"George, will you never have any large ideas?" he replied with equal rudeness, such as brothers always use. "This time, even you will find it hard to be indifferent to my new discovery. The ardour of truth has triumphed."
"Go ahead," I said, for he had had his dinner, though that made very little difference to him, his ardour of truth being toast and water now. "But if you won't have a pipe, I will. Is the smell anti-hygienic?"
"Undoubtedly it is. About that there cannot be two sane opinions. Puff away; but be well assured that at every pull you are inhaling, and at every expiration spreading—"
"All right. Tell us something new, and you are never far to seek in that—Pennyroyal, fenugreek, ruta nigra, tin-tacks hydrised, hyoscyamus, colocasia, geopordon carbonised—what is the next panacea?"
"Tabacum Nicotianum." Nothing pleased my brother more than the charge of inconsistency and self-contradiction. Seeing that he lay in wait for this, I would not let him have it, but answered with indifference—
"That is right, old fellow. I am glad that you have come to a sensible view of Tobacco. Any very choice cigars in your trunk, old chap? But I should fear that you had invented them."

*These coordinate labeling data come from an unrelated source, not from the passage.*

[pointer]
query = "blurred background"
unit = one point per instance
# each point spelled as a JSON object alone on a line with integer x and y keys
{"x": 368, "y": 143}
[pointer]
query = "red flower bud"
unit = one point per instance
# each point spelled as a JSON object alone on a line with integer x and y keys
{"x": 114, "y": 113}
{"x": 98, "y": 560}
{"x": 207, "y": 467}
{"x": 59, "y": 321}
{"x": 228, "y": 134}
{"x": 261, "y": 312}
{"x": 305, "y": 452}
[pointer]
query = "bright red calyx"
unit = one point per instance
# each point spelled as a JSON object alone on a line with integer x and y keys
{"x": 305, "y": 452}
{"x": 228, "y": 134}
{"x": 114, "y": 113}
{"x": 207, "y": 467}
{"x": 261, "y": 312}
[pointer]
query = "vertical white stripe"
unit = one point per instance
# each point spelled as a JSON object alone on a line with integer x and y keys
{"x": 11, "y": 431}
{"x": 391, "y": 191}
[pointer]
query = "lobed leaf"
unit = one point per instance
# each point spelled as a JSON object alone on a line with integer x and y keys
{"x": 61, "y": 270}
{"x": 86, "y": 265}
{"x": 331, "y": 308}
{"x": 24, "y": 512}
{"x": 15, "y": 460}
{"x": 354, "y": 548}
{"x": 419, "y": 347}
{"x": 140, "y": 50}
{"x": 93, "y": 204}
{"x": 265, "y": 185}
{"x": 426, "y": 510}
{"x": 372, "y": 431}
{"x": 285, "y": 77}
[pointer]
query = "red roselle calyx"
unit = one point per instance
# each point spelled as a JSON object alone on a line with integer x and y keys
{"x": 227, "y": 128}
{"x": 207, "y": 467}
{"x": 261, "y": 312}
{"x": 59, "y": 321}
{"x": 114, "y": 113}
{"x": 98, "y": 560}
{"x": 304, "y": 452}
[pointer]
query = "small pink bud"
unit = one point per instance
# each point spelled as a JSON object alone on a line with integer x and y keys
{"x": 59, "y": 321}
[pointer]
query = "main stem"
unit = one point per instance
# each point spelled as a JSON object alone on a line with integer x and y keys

No one could help liking Harold at first sight. He was simply the most amiable fellow ever seen. Amiable chiefly in a passive way, although he was ready for any kind action, when the claims of discovery permitted. And now as we were strolling in the park, and the fine Surrey air had brightened his handsome face with more "hygiene" than he ever would produce, I was not surprised at the amount of money he extracted even from our groans.
"Would you like to know what is in my trunk?" he asked with that simple smile, which was at once the effect and the cause of his magnetism. "I have done it for the sake of the family first, and then of the neighbourhood, and then of the county. I shall offer the advantages to Surrey first. As an old County family, that is our duty. There is some low typhoid in the valleys still. Run and fetch my trunk, George. It is heavy for me, but nothing for your great shoulders. Bring it to the bower here; I don't want to open it in the house, because, because—well, you'll soon know why, when you follow my course of reasoning."
I brought him his trunk, and he put it on a table, where people had tea in the park sometimes, to watch a game of cricket from a sheltered place. "Come quite close," he said very kindly, throwing open the trunk, and then making for the door, while I rashly stooped over his property. In another minute I was lying down, actually sneezed off my legs, and unable to open my eyes from some spasmodic affection or affliction.
"That's right," said Harold, in a tone of satisfaction; "don't be uneasy, my dear brother. For at least a fortnight you are immune from the biggest enterprises of the most active Local Board. You may sit upon the manholes of the best sanitated town; you may sleep in the House of Commons; you may pay a medical fee, and survive it. It is my own discovery. See those boxes?"